What should we make of this outcome?It depends. In the U.S. wage example, you might say that the overall median is more informative because the median personal wage in the U.S. has risen (because more Americans have completed college and high school);You might also say that women are generally more likely than men to be accepted regardless of which department they apply to. But you can also point out that for those who do not have a high Chinese credential, the situation is worse;You can also point out that the faculties that women want to apply to are clearly under-resourced, as they can only admit very few applicants. The problem is that when the Simpsons paradox comes along, you can use the same data to tell diametrically opposed stories, depending on which political point you want to express. And the honest approach is to show that there is a Simpson paradox here.

Let's go back to the r-value of the coronavirus. If the r-value is elevated, it means that the virus is spreading to more people, which is not a good thing. However, there is no doubt that the reality is more complicated. There are two barely related "epidemics" that are spreading at the same time: the spread of the disease in nursing homes and hospitals is different from that in the wider community.

Because the exact numbers are not released, we don't know more detailed information. But we can do another thought experiment similar to the precedented. Suppose there are 100 people each in a nursing home and in the general community with the disease. On average, every case in a community spreads the disease to 2 people, while every case in a nursing home spreads the disease to 3 people. The r-value (the average number of people per disease carrier will be infected) is 25。

Then we went into lockdown. As the number of infected people drops, so does the R-value. But – crucially – the R-value drop in communities is greater than in nursing homes. There are now 90 infected people in nursing homes, each of whom will transmit the disease to an average of 29 people, while there are 10 infected people in the community, and each infected person infects an average of 1 person.

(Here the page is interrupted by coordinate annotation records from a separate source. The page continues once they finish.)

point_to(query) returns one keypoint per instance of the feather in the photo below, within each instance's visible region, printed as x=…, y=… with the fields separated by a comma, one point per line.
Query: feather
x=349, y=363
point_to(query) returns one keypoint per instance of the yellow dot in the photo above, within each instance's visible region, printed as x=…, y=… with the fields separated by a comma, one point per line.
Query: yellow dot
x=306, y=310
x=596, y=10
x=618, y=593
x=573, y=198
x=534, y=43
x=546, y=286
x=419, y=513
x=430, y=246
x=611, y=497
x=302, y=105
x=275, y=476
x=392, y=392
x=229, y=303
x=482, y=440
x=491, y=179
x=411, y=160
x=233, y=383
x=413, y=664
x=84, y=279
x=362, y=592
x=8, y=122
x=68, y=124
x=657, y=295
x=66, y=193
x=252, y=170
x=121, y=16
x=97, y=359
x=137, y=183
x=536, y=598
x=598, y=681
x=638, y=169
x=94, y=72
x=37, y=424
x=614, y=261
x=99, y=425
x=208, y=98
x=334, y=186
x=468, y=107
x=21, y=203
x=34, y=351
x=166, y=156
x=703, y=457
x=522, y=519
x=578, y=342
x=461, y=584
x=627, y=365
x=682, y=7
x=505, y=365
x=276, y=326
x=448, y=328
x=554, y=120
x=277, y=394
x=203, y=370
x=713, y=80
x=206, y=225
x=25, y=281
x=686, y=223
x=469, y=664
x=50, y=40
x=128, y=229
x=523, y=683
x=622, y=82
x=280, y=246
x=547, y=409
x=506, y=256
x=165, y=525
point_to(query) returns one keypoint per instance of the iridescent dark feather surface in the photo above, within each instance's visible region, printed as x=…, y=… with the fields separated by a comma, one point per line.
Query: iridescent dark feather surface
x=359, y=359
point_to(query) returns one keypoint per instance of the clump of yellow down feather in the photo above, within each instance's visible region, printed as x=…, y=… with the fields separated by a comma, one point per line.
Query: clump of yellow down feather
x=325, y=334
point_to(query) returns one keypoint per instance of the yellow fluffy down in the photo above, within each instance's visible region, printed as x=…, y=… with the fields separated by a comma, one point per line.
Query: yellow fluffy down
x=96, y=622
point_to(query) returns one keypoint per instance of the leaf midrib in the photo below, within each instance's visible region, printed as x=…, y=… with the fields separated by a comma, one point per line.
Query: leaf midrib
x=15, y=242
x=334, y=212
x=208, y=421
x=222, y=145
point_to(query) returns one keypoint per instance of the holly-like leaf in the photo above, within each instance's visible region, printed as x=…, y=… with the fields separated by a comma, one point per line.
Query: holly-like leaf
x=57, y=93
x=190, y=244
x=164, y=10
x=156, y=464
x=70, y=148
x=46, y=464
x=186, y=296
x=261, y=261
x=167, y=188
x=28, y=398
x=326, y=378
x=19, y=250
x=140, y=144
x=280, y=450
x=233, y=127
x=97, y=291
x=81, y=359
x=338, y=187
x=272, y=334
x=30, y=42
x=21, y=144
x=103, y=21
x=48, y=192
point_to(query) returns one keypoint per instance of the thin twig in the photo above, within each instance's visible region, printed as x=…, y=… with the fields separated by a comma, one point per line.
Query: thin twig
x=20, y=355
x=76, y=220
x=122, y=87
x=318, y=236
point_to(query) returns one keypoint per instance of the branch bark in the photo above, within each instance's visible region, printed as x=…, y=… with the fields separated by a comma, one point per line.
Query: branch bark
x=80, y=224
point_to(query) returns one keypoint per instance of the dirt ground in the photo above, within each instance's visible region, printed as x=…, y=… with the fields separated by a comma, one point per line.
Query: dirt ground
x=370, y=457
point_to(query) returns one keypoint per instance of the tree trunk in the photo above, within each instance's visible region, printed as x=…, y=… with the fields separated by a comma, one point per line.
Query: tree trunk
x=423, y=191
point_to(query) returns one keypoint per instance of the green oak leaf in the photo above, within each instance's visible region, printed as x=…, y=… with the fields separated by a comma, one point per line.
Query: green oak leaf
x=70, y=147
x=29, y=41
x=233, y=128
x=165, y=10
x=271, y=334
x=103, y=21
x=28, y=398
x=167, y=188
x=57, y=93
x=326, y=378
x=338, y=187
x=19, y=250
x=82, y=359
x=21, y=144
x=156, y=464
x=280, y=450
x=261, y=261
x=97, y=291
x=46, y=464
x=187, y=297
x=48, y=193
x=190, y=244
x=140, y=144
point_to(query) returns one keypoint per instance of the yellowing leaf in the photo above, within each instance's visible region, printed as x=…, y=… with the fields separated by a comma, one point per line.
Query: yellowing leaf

Now, the r-value is 271(((90×2.9)+(10×1))/100 = 2.71)。The r-value has gone up!But in fact, the r-value decreased in both subgroups.

What do you think of this phenomenon?Again, we find that the answer is not necessarily obvious. Maybe you're more concerned about the overall r-value, because the two epidemics aren't really unrelated. But the answer is certainly not as simple as "if the r-value rises, it's not good".

When you try to understand an individual or subgroup by looking at the per capita situation of a group of people, the "ecological fallacy" arises, which is a broader problem, and the Simpson's paradox is an example of the group fallacy. The cluster fallacy may be more prevalent than you might think. It's important for readers and journalists to understand that numbers in headlines can obscure more complex truthsTo understand the significance of these numbers, you may need to analyze them more carefully.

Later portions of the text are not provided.